A Universidade Estadual do Maranhão (Uema), por meio do Curso de Medicina Veterinária vinculado ao Centro de Ciências Agrárias (CCA), realizou uma pesquisa para aprimorar o diagnóstico da leishmaniose canina. O estudo teve como objetivo principal aumentar a confiabilidade dos resultados para auxiliar no controle da doença no estado.
A pesquisa comparou dois métodos diagnósticos: o teste rápido imunocromatográfico (Alere Leishmaniose Test Kit) e o exame imunoenzimático ELISA. A leishmaniose canina é causada pelo protozoário Leishmania infantum, transmitido pela picada do mosquito-palha (flebotomíneo). O diagnóstico precoce é essencial para direcionar tratamentos e ações preventivas em áreas endêmicas.
O estudo foi dividido em duas etapas conduzidas pelas alunas Maressa Naara Neves Eloi e Maria Clara Santos Bezerra Buna, sob a orientação do professor Fábio Henrique Evangelista de Andrade, do Departamento de Patologia da Uema (DPAT/Uema). Na primeira etapa, Maressa analisou 485 amostras de sangue de cães do Hospital Veterinário Universitário (HVU/Uema), comparando os resultados dos dois exames com apoio do Laboratório de Patologia Veterinária (LaPaVe). Foram identificadas divergências em 14 amostras, possivelmente relacionadas à variação da carga parasitária ou a diferenças técnicas entre os métodos.
Na segunda etapa, Maria Clara aplicou o exame ELISA como confirmatório em 133 amostras de soro provenientes do mesmo hospital. Destas, 68 apresentaram resultado reagente e 65 não reagente, com outras 14 divergências em relação ao teste rápido.
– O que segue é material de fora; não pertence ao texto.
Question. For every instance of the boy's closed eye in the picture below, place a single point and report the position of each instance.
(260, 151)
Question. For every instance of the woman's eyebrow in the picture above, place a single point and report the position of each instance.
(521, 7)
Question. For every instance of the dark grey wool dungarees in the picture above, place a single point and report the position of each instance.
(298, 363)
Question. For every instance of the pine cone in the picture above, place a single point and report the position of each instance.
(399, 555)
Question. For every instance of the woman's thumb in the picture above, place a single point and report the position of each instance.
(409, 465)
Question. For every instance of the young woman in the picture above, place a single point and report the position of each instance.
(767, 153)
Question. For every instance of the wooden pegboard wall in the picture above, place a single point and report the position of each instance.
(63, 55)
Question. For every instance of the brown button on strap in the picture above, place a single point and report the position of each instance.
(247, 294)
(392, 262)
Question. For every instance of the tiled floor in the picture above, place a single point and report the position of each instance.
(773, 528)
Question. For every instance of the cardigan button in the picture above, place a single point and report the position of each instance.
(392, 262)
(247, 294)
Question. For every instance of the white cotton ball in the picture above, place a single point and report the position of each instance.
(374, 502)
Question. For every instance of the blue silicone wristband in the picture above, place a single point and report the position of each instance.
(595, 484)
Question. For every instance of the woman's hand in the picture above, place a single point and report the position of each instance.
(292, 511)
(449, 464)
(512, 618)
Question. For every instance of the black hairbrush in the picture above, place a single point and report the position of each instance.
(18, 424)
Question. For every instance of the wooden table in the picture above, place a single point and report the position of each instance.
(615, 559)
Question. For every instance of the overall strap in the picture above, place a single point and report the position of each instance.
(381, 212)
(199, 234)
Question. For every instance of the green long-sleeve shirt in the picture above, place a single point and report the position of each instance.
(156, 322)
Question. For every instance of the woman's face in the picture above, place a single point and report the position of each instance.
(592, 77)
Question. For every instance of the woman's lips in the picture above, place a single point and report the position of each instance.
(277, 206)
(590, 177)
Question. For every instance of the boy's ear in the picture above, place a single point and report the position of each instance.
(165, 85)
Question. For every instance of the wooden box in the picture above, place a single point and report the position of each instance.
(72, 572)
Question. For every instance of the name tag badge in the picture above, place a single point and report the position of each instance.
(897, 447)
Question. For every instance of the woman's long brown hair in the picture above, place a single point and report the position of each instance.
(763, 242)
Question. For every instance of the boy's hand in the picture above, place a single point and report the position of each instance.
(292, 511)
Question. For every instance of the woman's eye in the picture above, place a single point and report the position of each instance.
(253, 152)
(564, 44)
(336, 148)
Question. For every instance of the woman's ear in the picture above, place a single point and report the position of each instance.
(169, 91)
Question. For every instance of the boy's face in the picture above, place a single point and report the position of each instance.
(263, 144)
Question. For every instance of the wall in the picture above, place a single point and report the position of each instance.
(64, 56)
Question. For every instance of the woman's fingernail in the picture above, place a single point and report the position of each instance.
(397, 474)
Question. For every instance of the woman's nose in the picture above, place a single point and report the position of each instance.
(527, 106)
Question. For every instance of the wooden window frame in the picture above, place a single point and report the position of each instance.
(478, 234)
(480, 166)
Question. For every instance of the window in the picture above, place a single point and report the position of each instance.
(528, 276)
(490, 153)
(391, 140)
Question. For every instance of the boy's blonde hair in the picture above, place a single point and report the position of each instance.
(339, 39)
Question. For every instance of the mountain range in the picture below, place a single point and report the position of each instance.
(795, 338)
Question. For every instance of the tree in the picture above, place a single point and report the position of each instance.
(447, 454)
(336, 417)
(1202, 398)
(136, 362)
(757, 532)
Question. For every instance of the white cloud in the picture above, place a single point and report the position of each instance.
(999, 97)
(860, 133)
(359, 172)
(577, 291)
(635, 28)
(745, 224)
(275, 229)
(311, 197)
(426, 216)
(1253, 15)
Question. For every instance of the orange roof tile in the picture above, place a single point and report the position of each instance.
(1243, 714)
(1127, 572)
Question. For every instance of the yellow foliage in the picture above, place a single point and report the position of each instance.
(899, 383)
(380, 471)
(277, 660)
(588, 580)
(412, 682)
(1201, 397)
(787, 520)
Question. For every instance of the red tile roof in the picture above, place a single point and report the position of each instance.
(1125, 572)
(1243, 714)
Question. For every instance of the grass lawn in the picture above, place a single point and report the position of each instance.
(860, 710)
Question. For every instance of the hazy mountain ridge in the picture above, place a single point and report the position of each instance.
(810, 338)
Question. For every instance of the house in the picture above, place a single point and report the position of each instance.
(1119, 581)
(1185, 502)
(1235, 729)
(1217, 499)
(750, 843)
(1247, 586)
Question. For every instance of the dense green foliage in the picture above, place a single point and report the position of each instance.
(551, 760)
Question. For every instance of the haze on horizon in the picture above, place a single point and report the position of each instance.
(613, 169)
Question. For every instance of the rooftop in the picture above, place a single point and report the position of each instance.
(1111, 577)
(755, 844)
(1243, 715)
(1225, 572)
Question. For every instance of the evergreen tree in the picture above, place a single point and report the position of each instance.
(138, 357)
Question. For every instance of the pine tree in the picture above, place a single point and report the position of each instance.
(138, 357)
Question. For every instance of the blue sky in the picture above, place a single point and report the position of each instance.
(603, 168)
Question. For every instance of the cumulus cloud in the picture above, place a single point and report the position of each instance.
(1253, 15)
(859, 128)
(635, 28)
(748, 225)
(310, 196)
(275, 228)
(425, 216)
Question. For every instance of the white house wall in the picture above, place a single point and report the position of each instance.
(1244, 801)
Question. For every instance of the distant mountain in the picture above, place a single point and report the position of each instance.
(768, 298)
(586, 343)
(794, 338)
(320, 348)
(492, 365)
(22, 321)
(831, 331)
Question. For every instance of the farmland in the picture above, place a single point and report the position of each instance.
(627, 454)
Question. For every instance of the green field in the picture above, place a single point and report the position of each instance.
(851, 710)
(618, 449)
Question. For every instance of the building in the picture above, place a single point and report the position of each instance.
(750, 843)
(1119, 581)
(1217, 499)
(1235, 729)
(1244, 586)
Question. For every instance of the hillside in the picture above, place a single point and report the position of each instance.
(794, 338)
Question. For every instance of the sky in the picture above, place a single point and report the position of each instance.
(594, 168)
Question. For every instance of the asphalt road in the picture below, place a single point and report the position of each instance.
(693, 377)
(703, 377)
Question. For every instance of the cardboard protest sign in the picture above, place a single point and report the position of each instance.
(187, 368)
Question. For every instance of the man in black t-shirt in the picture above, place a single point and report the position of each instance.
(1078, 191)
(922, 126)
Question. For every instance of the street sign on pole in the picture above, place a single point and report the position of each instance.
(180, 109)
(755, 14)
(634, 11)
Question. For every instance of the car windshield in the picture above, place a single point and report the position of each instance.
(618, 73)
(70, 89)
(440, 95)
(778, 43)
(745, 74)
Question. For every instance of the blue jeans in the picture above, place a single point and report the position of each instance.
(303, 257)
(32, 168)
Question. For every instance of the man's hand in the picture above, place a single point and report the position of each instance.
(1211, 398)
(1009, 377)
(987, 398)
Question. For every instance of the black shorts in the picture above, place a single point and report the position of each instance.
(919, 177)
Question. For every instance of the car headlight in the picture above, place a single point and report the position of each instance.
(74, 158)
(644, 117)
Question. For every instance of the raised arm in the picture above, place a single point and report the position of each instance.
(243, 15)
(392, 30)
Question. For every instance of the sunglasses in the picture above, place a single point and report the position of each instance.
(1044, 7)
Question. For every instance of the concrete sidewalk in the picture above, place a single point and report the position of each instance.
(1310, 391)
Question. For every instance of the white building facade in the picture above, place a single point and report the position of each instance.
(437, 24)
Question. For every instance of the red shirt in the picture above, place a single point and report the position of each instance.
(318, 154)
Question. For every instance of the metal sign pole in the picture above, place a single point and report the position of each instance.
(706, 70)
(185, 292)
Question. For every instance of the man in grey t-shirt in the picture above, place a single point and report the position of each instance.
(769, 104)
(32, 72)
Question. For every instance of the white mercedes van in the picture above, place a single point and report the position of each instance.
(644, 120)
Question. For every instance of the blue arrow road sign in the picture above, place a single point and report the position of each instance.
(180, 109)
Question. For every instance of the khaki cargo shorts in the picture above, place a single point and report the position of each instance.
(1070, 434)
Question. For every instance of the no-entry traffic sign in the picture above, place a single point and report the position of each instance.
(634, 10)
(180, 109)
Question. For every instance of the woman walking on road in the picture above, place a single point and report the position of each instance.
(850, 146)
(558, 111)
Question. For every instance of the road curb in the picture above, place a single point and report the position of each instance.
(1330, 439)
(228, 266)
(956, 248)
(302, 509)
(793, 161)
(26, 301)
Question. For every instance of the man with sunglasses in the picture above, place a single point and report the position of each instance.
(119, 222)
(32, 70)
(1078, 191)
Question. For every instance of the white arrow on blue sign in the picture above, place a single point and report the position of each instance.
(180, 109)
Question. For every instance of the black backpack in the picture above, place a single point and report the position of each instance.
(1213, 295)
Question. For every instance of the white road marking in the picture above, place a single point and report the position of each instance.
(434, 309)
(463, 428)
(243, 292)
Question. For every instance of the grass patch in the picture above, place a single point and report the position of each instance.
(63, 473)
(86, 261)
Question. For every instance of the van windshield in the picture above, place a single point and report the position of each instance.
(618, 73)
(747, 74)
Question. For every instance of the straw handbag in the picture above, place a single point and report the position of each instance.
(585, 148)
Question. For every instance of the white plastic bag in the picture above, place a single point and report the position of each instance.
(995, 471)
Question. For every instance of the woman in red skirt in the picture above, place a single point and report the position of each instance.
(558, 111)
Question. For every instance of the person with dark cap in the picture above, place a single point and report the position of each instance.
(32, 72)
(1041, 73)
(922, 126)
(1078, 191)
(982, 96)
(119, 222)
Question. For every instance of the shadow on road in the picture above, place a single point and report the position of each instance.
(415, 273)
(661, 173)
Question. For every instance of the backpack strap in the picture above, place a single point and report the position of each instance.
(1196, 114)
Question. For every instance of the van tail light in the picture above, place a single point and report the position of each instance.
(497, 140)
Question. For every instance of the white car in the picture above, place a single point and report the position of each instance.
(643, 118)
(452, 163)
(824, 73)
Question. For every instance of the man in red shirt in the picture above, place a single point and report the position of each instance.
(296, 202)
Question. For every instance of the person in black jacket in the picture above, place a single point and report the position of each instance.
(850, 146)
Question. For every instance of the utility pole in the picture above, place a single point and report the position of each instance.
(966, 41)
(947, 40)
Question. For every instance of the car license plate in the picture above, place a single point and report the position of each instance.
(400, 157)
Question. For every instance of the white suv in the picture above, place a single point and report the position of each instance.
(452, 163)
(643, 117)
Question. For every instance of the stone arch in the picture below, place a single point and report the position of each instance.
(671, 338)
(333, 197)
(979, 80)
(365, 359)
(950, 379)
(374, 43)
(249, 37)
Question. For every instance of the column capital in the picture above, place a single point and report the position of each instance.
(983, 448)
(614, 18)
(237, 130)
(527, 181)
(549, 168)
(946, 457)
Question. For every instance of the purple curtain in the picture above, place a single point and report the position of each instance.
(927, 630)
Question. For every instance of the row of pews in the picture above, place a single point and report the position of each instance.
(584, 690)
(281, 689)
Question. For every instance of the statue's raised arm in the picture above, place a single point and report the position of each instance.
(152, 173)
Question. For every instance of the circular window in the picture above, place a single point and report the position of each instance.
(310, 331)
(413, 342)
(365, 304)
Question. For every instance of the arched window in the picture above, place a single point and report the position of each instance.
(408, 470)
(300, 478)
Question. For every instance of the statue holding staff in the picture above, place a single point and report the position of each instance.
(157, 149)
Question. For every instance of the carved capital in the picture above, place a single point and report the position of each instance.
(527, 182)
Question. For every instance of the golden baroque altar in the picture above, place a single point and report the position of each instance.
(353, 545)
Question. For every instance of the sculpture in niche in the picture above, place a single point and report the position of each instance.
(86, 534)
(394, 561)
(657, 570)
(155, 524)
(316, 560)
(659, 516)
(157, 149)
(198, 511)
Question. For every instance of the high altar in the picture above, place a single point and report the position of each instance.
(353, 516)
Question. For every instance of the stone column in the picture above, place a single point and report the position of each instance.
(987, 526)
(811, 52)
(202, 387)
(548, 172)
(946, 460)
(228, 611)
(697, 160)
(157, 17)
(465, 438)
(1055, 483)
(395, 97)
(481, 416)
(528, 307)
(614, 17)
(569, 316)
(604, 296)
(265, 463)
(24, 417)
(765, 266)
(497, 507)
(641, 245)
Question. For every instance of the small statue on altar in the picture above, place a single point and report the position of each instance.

Os resultados indicaram que o teste rápido possui alta sensibilidade, enquanto o ELISA mostrou maior precisão na confirmação dos casos, reforçando a importância da utilização conjunta desses métodos complementares no diagnóstico da leishmaniose canina. O professor Fábio Henrique destacou que as discordâncias apontam para a necessidade de análises adicionais e revelou que o próximo passo será a aplicação de técnicas moleculares, como a Reação em Cadeia da Polimerase (PCR), para esclarecer casos inconclusivos e aprimorar a precisão diagnóstica em áreas afetadas pela doença.
Para as estudantes envolvidas, a pesquisa foi uma experiência acadêmica enriquecedora. Maressa ressaltou que a melhoria nas ferramentas de triagem possibilita diagnósticos mais rápidos, decisões clínicas mais seguras e maior eficiência no controle da doença. Maria Clara considerou a vivência laboratorial uma das fases mais impactantes da graduação, enfatizando o desenvolvimento de responsabilidade ética, resiliência, disciplina e paixão pela pesquisa científica.
Dessa forma, o estudo conduzido pela Uema representa um avanço significativo para o diagnóstico da leishmaniose canina, contribuindo para o combate à doença e a melhoria da saúde animal no Maranhão.